P. Trapletti: Cavalcando nella foresta
Come in una splendida videocassetta
Padre Ilario Trapletti, missionario saveriano di Sarnico, scrive dall'Amazzonia. La sua lettera sembra una splendida videocassetta. Perché non guardarla?
È passato un anno da quando sono rientrato in missione, lasciando le belle valli bergamasche per entrare nella sempre verde Amazzonia. Voglio comunicare un po' della mia vita missionaria, se non altro per i tanti amici che ho nella bergamasca.
"Hai sbagliato giorno!"
Mi trovo a Tomé - Açu, nella parrocchia "Santa Maria", a sud di Belém. È immensa; è formata da due cittadine lontane tra di loro e ognuna ha un gran numero di comunità. In tutto le comunità sono settantacinque. Questo non sarebbe niente se le distanze non fossero così grandi e le strade co-sì impervie.

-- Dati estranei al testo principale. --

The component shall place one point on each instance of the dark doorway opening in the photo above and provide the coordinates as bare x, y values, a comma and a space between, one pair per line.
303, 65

L'altro giorno sono stato in una comunità chiamata Cuxiù con la suora che mi accompagna sempre. Cammina e cammina ... sono arrivato e mi sento dire: "Ma padre, non è oggi il giorno della visita con la Messa!". Che ci vuoi fare? Non puoi mica sgridarli ... Fai un sorriso, che sa un po' di smorfia, e te ne torni indietro.
Una cavalcata fantastica
Sono stato con il gippone a visitare la comunità di Maçarantuba. Era la prima volta che andavo. È distante solo quaranta chilometri, ma la stradina corre sui crinali delle colline della foresta distrutta. Era tutto un su e giù così ripido che ti venivano i crampi freddi allo stomaco.
La suora che era con me non ne poteva più. Ma quando siamo arrivati alla comunità, c'era tanta gente ad aspettarci che ci siamo sentiti felici. Abbiamo battezzato ragazzi e adulti nella casa del capo- villaggio in un clima di festa.

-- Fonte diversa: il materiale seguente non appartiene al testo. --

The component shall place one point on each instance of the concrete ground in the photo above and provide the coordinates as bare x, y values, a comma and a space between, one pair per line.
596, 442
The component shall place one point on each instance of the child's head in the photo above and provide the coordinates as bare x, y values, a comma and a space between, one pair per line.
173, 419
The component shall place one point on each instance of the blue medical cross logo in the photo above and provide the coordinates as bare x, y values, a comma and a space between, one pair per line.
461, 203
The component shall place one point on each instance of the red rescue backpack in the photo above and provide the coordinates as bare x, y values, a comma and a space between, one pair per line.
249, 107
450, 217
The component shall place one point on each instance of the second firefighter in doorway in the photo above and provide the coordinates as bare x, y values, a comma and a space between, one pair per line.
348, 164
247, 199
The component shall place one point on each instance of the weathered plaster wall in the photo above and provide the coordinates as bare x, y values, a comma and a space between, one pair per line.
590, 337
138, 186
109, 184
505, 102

C'era gente che aveva remato ore e ore lungo il fiume per arrivare. E dopo la messa, tutti insieme, ci siamo riuniti attorno a un piatto di riso e fagioli per alleviare la fame delle tante persone presenti. Non mancavano numerosi cani randagi che ci fan sempre compagnia in queste occasioni.
Un incontro imprevisto
Ho visitato un'altra comunità non tanto grande, ma tanto lontana e in mezzo alla foresta. Per raggiungerla si doveva percorrere
il solito tragitto infame, con un insolito particolare: ad una curva incontriamo una ventina di uomini seduti ai lati della strada.
Avevano fucili in una mano e coltellacci nell'altra. Erano degli invasori che avevano occupato una parte di foresta, stavano tagliando alcune piante, seminando e si preparavano a difendere la loro invasione. Mi dicono: Ah, sei il missionario? Passa, passa. E prega per noi. Anche noi venivamo a Messa! - Sì - rispondo - ma non portatevi appresso questi vostri archibugi!
Una Ferrari azzurra
Nel baraccone che serve da scuola, chiesa, sala di danza, c'era Feliciano, il capo della comunità, che mi accoglie con un gran sorriso. Feliciano è poliomielitico da quando aveva tre mesi. Ma non si è perso d'animo e si è fatto la sua vita dignitosa.
Stava lì con la sua Ferrari azzurra: una specie di piccola automobile col volante e tre ruote, tutta di legno pitturato. E la benzina?
Un ragazzone che la spinge rumorosamente. Era tutto felice il nostro Feliciano, con la sua bella comunità che cantava a squarciagola gli inni della Messa. Poi, per tutti, il solito riso coi fagioli e l'immancabile gallinella che i cristiani preparano quando arriva il missionario. Saranno terrorizzate, le galline, quando mi vedono arrivare!